I perk up a bit. A bench-born philosopher. A little bit of Americana. “You must meet some interesting people.”
He snorts. “You got to be kidding. Your average traveler hurries through as fast as he can, so he can shuffle down the concourse, buy a three dollar Coke and dump down in some waiting area. The only thing I meet is people’s possessions, and their disapproval.”
“Possessions, huh? What’s the weirdest thing you’ve ever found?”
“We found an antique doll once, with a knife stuck clear through her. That’s what the X-ray saw, the knife. The doll herself was invisible until the bag was open. She lay there, her dress ripped apart in front. Sweet face I thought, with her eyes open and accusing. Well, I took it that way. We kept the knife of course, but we had to give the doll back to the passenger.

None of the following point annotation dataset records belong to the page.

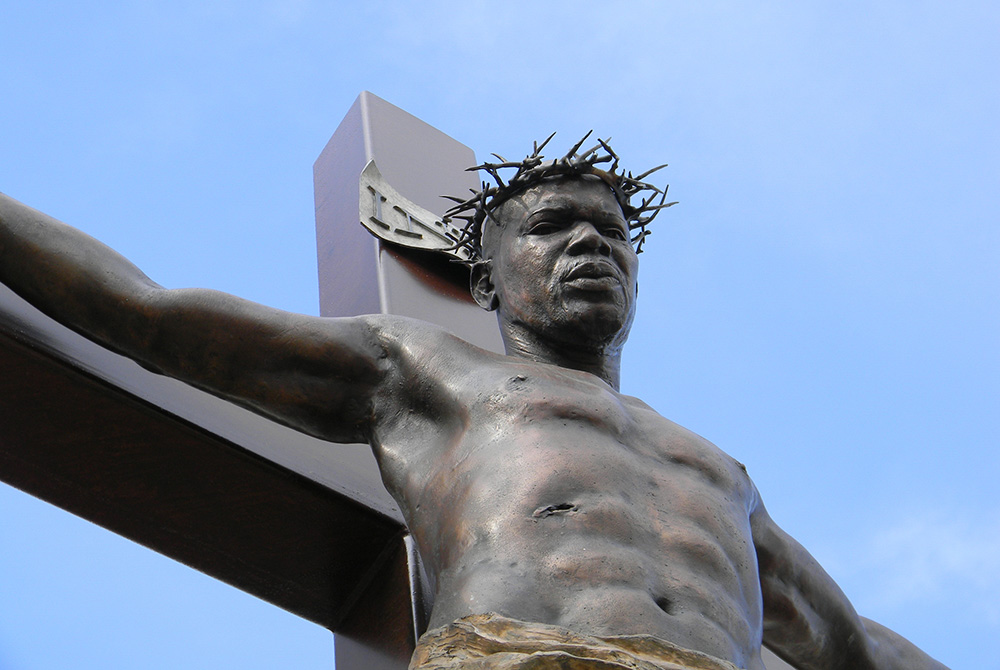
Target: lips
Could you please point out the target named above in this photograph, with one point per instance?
(593, 274)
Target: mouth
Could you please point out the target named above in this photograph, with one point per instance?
(593, 276)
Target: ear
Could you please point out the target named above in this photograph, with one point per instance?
(481, 285)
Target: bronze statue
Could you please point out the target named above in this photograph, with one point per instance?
(562, 524)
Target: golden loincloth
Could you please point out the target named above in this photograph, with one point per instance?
(494, 642)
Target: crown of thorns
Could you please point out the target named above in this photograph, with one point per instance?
(534, 169)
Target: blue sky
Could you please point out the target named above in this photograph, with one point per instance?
(823, 304)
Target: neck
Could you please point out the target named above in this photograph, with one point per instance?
(602, 361)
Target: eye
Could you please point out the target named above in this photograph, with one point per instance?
(545, 228)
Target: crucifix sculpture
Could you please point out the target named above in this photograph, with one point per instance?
(554, 521)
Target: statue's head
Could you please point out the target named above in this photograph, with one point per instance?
(556, 247)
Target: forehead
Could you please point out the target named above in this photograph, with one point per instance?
(583, 196)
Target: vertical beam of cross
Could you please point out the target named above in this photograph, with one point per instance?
(361, 274)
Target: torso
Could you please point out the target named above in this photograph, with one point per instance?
(542, 494)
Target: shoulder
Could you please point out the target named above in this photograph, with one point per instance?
(406, 340)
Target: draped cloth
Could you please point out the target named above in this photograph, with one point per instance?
(494, 642)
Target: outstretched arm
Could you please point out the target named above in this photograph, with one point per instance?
(316, 375)
(808, 620)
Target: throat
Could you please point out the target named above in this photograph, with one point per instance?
(602, 361)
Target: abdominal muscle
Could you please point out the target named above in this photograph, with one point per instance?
(602, 543)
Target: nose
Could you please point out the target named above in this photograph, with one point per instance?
(587, 239)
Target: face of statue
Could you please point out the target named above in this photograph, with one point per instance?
(561, 264)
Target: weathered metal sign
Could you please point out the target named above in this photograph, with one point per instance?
(391, 217)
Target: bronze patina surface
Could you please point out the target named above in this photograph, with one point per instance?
(534, 489)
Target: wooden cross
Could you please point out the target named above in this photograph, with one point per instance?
(227, 491)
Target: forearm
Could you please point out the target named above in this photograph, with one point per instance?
(894, 652)
(808, 620)
(72, 277)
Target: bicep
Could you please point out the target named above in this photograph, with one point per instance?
(807, 618)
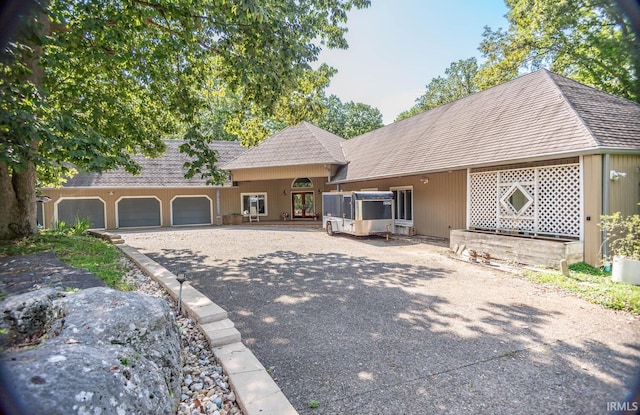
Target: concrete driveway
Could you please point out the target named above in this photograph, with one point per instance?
(366, 326)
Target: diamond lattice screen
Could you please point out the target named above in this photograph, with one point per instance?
(539, 201)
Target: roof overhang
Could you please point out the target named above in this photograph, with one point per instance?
(550, 156)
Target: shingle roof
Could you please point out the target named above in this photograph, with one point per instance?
(301, 144)
(164, 171)
(537, 115)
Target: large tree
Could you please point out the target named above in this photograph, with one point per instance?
(591, 41)
(90, 82)
(349, 119)
(458, 82)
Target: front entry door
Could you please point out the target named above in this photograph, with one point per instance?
(302, 205)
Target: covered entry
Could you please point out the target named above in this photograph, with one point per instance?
(302, 201)
(138, 212)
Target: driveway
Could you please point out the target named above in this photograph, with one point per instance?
(366, 326)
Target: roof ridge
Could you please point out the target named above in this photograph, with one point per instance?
(568, 101)
(322, 143)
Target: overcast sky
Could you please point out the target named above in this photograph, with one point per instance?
(397, 46)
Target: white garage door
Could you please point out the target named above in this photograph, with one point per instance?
(191, 210)
(138, 212)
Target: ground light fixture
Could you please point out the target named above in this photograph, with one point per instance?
(181, 277)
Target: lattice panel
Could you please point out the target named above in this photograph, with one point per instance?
(484, 197)
(559, 200)
(541, 200)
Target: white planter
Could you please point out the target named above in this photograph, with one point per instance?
(626, 270)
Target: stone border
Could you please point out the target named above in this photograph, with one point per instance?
(256, 392)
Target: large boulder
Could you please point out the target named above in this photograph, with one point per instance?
(97, 351)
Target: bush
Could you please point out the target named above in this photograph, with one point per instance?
(623, 235)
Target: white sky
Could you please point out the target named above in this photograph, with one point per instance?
(397, 46)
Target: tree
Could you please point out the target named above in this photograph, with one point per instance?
(591, 41)
(349, 119)
(88, 83)
(460, 81)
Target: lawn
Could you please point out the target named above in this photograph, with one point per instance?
(593, 285)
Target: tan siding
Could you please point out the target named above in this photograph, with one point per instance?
(592, 208)
(438, 206)
(625, 192)
(277, 200)
(275, 173)
(164, 194)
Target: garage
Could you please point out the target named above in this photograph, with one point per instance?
(68, 209)
(135, 212)
(191, 210)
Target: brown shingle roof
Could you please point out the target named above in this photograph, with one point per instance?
(301, 144)
(537, 115)
(164, 171)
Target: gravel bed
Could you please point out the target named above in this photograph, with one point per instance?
(205, 387)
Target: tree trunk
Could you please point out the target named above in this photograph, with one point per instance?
(18, 202)
(18, 184)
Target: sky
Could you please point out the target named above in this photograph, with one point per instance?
(397, 46)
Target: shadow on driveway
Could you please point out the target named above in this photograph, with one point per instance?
(365, 336)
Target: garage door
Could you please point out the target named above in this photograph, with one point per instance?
(138, 212)
(191, 211)
(93, 209)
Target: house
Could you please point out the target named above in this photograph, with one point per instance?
(159, 196)
(522, 170)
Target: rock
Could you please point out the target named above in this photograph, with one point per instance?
(28, 317)
(102, 351)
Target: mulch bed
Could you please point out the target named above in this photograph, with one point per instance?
(20, 274)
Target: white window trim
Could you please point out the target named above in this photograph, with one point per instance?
(266, 205)
(138, 197)
(187, 196)
(55, 207)
(404, 222)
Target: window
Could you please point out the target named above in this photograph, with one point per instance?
(257, 201)
(302, 182)
(403, 197)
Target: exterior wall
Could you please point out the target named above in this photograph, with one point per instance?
(111, 196)
(592, 182)
(439, 200)
(625, 192)
(275, 173)
(279, 197)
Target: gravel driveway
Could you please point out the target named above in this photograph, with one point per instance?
(366, 326)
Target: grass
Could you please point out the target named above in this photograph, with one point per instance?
(78, 251)
(593, 285)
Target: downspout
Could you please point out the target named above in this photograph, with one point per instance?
(218, 216)
(606, 195)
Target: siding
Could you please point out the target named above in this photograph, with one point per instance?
(438, 206)
(277, 200)
(110, 196)
(625, 192)
(592, 177)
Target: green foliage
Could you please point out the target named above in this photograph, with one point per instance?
(584, 268)
(79, 227)
(348, 120)
(460, 81)
(591, 41)
(96, 255)
(88, 84)
(623, 234)
(593, 286)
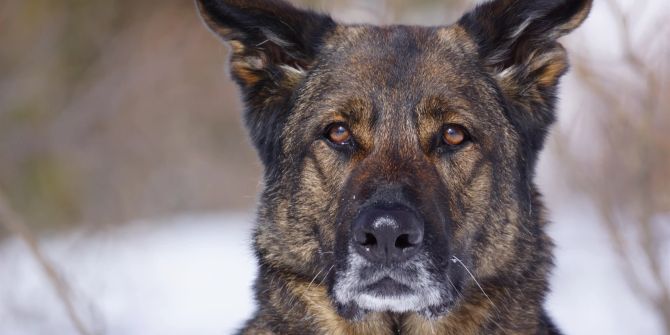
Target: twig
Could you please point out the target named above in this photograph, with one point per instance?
(15, 224)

The passenger was something – her face was worn all to hell and her lips stretched back in a rictus – you know what a rictus is, like a skull’s grin? She was crazy, and poison on top of it. I felt bad for the doll, having to go on with that woman.”
“Ummm. What’s the most repulsive thing you’ve found?”

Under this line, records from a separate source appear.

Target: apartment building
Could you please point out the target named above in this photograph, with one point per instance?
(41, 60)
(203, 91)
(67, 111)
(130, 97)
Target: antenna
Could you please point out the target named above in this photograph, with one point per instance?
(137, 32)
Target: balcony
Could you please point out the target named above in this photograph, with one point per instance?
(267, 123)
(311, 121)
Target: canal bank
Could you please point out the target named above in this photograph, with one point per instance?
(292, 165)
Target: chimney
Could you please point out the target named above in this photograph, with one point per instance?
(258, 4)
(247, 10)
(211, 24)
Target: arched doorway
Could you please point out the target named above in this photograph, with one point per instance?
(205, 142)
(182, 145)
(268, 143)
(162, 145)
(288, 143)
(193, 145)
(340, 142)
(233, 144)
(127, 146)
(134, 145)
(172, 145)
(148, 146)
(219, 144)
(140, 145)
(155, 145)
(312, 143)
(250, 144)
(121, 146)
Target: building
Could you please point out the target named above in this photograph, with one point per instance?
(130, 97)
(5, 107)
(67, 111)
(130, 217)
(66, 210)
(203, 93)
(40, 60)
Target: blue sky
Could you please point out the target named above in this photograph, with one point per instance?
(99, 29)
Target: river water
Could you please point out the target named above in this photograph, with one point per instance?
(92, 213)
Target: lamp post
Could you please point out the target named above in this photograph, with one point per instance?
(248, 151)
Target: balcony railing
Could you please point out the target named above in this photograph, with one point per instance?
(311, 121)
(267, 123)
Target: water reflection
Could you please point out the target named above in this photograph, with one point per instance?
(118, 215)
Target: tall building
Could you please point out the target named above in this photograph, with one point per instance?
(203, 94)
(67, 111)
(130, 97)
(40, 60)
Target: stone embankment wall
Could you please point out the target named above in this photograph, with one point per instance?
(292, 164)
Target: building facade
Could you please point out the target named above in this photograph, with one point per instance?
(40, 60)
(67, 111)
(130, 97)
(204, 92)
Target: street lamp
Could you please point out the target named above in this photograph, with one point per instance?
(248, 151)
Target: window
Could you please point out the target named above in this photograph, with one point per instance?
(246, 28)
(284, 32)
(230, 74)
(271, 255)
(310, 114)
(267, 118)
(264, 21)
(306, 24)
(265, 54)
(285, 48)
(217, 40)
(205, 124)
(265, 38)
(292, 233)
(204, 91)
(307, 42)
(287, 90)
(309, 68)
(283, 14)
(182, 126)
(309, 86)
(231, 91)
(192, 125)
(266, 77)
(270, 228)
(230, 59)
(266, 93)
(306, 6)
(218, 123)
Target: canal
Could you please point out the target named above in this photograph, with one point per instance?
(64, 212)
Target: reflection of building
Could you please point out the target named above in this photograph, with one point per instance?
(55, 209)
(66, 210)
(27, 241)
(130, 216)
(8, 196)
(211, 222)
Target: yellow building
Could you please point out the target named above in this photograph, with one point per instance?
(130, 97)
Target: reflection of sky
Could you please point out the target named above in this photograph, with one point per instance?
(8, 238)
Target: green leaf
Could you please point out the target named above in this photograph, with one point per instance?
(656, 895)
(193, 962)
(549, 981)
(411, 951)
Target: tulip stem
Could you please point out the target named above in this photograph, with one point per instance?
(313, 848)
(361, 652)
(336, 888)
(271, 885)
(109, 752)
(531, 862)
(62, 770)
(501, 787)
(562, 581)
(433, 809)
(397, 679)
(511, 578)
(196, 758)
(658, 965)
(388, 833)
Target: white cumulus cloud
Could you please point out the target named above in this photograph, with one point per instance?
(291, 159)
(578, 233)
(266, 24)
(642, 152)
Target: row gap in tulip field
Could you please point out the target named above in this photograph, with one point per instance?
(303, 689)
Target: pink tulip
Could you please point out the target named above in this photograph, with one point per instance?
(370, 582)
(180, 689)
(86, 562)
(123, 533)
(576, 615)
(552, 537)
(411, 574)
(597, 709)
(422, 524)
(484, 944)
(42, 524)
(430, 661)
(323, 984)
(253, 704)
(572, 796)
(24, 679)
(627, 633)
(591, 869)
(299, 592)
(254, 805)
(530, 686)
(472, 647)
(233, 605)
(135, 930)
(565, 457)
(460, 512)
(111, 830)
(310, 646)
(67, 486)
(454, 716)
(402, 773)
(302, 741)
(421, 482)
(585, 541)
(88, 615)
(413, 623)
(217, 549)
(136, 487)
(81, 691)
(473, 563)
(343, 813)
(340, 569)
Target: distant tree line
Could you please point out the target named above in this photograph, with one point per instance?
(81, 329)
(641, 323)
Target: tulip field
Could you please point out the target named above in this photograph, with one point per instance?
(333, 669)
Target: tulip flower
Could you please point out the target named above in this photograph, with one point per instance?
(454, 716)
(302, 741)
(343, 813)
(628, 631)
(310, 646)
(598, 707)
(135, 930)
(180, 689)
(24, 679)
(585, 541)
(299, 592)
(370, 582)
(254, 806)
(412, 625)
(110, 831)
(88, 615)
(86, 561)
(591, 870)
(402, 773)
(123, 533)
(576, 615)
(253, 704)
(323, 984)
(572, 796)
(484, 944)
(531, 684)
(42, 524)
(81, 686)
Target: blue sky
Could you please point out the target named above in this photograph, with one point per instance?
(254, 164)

“A connoisseur for the off-beat, right?” He gives me the eye, one brow lifted up and his head tilted back.
“I’m a writer.” Or think I am.
“Oh. Makes me your source material, I guess. Repulsive? At least once a week we have to open up a bag, to find the crap people bought while they were on vacation. The stuff from Mexico, that crap shows up on the tube as something bizarre. Lumpy.”
“How’s that repulsive?”
He coughs out a short little bark of a laugh. “It’s always wrapped up in dirty underwear. Does it never occur to anyone that their trophy haul means we have to pick through crusty stained underwear? Takes a strong stomach.”

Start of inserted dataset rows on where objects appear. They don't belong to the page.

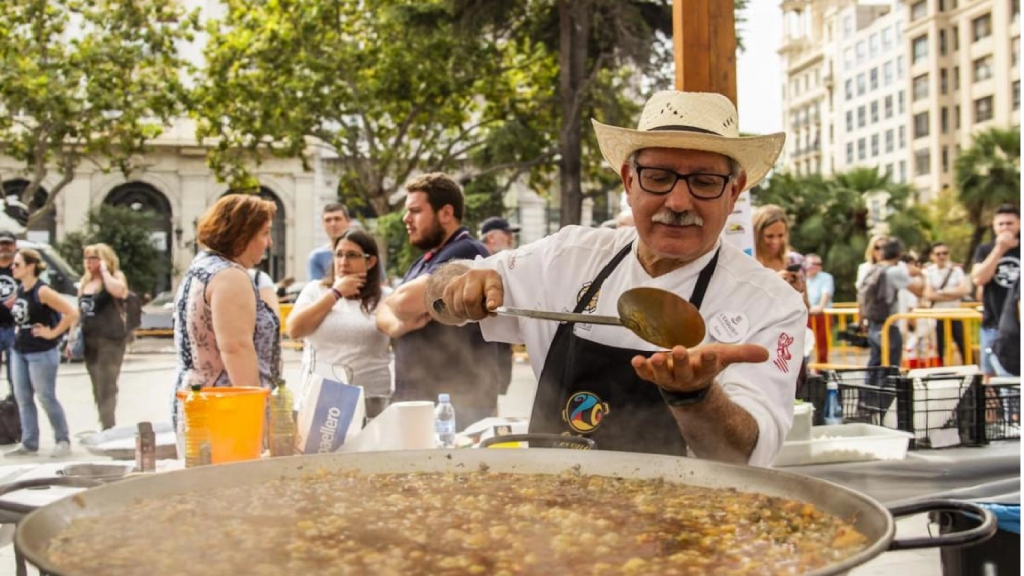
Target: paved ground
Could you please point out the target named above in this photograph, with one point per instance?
(148, 373)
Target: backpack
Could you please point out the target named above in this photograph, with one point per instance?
(871, 300)
(10, 422)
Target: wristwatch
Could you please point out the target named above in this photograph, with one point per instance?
(677, 399)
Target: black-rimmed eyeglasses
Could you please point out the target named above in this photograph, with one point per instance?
(701, 184)
(350, 255)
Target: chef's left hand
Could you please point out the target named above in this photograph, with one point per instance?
(692, 369)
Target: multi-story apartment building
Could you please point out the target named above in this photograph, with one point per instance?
(903, 85)
(965, 77)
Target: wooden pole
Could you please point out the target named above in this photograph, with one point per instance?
(705, 45)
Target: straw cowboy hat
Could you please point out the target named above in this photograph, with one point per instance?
(702, 121)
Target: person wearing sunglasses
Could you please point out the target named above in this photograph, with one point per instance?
(336, 317)
(728, 398)
(42, 316)
(945, 286)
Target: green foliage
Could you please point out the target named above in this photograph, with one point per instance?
(988, 173)
(128, 233)
(87, 80)
(829, 217)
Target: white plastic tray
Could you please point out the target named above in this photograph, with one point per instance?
(845, 443)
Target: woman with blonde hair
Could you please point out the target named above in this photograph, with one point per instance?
(41, 316)
(872, 255)
(101, 293)
(224, 333)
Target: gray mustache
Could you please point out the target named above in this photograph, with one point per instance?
(677, 218)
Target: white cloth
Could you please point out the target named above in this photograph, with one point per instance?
(935, 278)
(553, 273)
(347, 336)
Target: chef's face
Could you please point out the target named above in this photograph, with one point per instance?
(677, 224)
(422, 222)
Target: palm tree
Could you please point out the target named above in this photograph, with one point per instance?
(988, 173)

I feel I should apologize. Or lie. “Not me. I never buy anything.”
He threw me a pitying glance. “Sure. Any other questions?”
“How does this job make you feel overall? What strikes you the most?”
He stares down at the sidewalk in front of him. “You don’t ask for much, do you? You don’t make small talk, either.”
I flap a hand. “It comes with the territory. An excuse for rudeness.”
He leans back, stares way off, like he could read something out there on the side of the parking garage. “What strikes me is how pitiful we all are. It fills me up with despair sometimes. I know I’m not a pretty picture myself, but some of my fellow humans! They all squawk about their privacy and how embarrassing security is as they line up for the L-3 scanner. Well, when we walk them into the can and the scanner shows who they are! – A hundred pounds of gut hung over a dick they haven’t seen in years. An ass the size of the bus they came in on. Or even the scrawny ones, with the ribs we can’t quite make out, tit-less and all stooped over by their anorexia. What about my feelings, having to stare at humanity past its sell-by date?”
I grunt again.
He takes it as an opportunity to hammer home his anguish. “And guess what’s the best part!”
My mouth opens and closes. I have no words to say, no guess to offer for this man who sees his job akin to pumping out cesspools.
“The best part is I got cleared for searches. Now if there’s a suspicious character, I’m the one who gets to do it, in a locked room with another cop, monitored to protect everyone’s rights. I have to actually touch you people. Thank God for vinyl gloves.”
A shuttle trundles close, its sign reading “Employee Parking.” He groans as he levers himself up, stiff from a long day of seeing mankind at its worst.
He turns to me in the door. A grin flashes out, showing coffee-stained teeth under green florescent light. “Have a wonderful evening, sir.” The door flaps shut.